Soldiers of the 10th battalion of the Rashtriya Rifles and the ADA-322 battalion arrested the two on 10 November in Mermat, in the district of Doda. Police and soldiers have continually harassed their family since March 1999, when their sister and mother lodged a complaint that soldiers of ADA-322 battalion had raped them.

The brothers were held for around 10 days at a temporary army camp at Goha Mermat, and then moved to a joint police and army interrogation centre (JIC) in Doda, though it is not clear where they are held now. Accordingly to a relative who was allowed to see the brothers in the JIC, they had been severely beaten and repeatedly asked why their mother and sister had lodged the rape complaint.

On 12 November the brothers' family went to the Senior Superintendent of Police (SSP) in Doda to seek their release. The SSP wrote to the commanding officer of the security forces in Doda to ask about the case against the brothers, but when their mother, Raja Begum, went to see the officer herself he reportedly asked her why she had previously filed a complaint of rape and took no further action. After Raja Begum filed an application for her sons' release before the District and Session Judge in Doda, a magistrate ordered Doda Police Station to disclose the men's whereabouts and ensure that they were produced before a court. The police are not known to have taken any action.


On 14 March 1999 soldiers of the ADA-322 battalion as suspected militants detained Raja Begum and her daughter Gulsham Bano, after a landmine exploded near their village. When they were released without charge on 19 March they alleged that in custody they had been raped repeatedly, and they filed a complaint against several soldiers of the battalion at Doda police station.
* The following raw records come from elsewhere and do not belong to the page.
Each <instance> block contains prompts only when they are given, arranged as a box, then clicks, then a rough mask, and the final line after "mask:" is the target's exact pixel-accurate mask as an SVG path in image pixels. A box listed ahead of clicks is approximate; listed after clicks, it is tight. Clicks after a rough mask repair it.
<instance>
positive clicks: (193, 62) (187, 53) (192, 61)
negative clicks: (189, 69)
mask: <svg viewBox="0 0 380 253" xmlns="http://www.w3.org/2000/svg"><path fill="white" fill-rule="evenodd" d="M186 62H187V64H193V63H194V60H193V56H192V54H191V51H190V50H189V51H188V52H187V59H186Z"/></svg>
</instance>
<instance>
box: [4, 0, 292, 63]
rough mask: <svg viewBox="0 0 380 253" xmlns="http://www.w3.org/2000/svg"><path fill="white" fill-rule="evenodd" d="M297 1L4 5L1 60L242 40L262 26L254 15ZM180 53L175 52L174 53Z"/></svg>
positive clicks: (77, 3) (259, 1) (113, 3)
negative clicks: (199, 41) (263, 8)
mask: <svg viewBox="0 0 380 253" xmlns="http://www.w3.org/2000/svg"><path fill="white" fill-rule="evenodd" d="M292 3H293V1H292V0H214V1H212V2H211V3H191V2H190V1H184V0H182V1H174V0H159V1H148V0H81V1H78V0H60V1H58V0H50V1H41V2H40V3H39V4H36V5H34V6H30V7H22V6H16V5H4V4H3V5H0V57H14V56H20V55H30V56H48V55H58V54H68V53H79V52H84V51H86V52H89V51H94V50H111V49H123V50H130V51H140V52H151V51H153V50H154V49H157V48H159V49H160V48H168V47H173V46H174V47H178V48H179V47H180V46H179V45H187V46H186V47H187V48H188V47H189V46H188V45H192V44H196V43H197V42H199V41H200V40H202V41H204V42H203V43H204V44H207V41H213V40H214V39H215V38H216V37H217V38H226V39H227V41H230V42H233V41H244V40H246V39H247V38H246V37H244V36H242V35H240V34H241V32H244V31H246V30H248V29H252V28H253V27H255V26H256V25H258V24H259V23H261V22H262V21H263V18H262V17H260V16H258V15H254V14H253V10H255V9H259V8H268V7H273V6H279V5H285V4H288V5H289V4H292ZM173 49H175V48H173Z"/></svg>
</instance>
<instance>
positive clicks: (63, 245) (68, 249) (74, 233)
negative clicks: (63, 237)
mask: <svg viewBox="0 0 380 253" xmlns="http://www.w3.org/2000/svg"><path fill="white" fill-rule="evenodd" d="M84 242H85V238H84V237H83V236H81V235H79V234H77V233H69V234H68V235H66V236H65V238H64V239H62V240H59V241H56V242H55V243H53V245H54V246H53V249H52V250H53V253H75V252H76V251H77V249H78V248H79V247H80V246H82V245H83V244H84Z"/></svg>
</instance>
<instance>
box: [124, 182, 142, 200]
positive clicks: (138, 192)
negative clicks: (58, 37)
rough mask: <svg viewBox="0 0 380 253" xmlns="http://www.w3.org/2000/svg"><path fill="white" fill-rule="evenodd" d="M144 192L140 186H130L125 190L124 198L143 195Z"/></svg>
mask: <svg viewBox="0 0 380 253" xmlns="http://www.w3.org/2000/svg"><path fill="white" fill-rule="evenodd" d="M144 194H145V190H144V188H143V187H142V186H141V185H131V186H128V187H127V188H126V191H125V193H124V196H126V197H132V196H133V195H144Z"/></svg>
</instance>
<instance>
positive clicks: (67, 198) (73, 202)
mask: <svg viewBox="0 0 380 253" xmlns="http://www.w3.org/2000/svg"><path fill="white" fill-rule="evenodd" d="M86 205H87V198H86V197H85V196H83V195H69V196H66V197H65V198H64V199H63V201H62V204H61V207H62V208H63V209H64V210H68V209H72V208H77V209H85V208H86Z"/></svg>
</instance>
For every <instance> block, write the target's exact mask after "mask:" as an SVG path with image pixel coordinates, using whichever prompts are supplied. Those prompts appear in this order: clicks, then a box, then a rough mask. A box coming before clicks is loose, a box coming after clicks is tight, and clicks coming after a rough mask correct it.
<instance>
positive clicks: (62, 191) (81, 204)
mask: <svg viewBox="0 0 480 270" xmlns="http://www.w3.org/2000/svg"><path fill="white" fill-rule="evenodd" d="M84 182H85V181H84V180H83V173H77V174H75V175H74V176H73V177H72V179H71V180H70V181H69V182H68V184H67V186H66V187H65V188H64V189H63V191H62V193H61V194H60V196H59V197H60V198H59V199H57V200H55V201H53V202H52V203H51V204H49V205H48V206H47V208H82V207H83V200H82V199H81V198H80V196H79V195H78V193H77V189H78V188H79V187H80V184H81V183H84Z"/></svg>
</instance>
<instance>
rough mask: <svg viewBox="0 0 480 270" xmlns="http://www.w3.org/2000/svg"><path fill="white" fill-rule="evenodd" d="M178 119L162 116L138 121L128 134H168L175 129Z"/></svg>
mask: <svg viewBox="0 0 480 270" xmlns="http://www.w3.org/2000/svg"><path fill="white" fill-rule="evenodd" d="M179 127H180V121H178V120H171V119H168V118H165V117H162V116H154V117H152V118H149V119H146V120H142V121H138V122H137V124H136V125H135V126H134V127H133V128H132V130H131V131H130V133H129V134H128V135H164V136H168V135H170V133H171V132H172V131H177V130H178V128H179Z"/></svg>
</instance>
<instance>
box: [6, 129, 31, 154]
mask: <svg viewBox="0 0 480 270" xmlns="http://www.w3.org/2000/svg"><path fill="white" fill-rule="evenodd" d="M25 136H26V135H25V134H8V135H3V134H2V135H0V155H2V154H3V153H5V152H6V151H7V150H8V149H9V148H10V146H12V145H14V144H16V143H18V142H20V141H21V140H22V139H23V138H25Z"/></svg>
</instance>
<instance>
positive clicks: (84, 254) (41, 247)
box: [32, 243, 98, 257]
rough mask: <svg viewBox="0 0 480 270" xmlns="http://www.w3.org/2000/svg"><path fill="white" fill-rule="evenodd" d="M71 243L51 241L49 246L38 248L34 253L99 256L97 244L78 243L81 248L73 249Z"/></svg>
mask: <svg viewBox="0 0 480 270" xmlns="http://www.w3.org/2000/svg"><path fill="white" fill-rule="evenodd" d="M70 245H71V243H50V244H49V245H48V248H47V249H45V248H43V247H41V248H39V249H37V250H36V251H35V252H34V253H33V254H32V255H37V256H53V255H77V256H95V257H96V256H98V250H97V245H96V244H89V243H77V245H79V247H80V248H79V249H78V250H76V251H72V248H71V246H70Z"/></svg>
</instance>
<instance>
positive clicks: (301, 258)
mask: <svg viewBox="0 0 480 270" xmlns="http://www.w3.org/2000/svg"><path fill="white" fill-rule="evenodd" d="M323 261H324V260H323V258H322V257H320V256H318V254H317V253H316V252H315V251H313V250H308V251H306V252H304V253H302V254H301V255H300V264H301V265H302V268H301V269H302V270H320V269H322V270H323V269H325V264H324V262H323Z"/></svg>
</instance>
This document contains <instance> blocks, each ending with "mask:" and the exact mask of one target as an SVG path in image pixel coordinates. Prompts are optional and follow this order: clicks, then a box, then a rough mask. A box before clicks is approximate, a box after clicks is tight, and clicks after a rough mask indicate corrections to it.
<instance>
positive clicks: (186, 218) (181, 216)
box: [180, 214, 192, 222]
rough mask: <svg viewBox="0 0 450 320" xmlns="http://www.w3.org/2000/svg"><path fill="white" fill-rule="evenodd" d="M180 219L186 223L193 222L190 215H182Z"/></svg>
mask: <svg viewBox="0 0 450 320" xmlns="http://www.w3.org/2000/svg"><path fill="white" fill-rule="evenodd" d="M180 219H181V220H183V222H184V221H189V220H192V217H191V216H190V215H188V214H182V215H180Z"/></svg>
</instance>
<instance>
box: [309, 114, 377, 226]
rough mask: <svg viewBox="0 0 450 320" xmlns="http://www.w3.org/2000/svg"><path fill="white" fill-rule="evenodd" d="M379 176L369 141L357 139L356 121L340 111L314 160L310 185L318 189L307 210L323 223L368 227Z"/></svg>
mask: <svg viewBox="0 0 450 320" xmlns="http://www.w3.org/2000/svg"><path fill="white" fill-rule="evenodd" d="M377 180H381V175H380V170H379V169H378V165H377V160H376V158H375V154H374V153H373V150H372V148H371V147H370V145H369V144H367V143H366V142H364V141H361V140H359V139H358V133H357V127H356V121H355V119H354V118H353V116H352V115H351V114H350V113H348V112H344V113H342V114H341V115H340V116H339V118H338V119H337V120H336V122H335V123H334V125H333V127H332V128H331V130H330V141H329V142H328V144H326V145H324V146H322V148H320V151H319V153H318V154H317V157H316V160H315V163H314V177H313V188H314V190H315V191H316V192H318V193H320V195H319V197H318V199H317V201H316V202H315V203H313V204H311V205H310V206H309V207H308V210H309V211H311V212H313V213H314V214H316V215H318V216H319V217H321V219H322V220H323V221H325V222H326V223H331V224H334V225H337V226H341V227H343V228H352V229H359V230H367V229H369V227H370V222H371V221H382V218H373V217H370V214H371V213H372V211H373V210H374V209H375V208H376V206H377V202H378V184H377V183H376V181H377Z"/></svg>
On 31 May 1999, soldiers from ADA-322 battalion, who reportedly threatened to bring false charges against them, in an attempt to force the women to drop the complaint, detained Gulsham Bano and their father, Muhammad Shafi Wani, for several hours. Soldiers and police have repeatedly pressured the women to drop the complaint and threatened to harm their male relatives if they do not comply. The case against the soldiers accused of raping the women is now being heard by the Jammu and Kashmir High Court.

Second case:
Jabeda Khatoon, whose son died in police custody in 1995, has been harassed and threatened by police officers. On 15 November she received a message ordering her to report to a police officer. She was advised not to go by a local NGO for fear of further threats and harassment. Amnesty International believes she is in danger.

Her son Mohammad Alam, 25, was arrested in March 1995. The police said they would release him if she paid Rs. 4000 (US$86). Jabeda Khatoon earns Rs.150 (US$3) a month, and could not afford to pay. The police allegedly called her to the station several times, where they beat her son in Front of her and abused her physically and verbally.

West Bengal:
Mohammad Alam died of his injuries on 10 April in Presidency Jail Hospital, Kolkatta (formerly known as Calcutta).

She has filed charges against the officers, and a lower court has issued warrants for their arrest, but they are still at liberty and have not been suspended from duty. They have reportedly made repeated offers to settle out of court for Rs. 50,000 (US$1,500). Jabeda Khatoon has refused to accept the money and drop the case.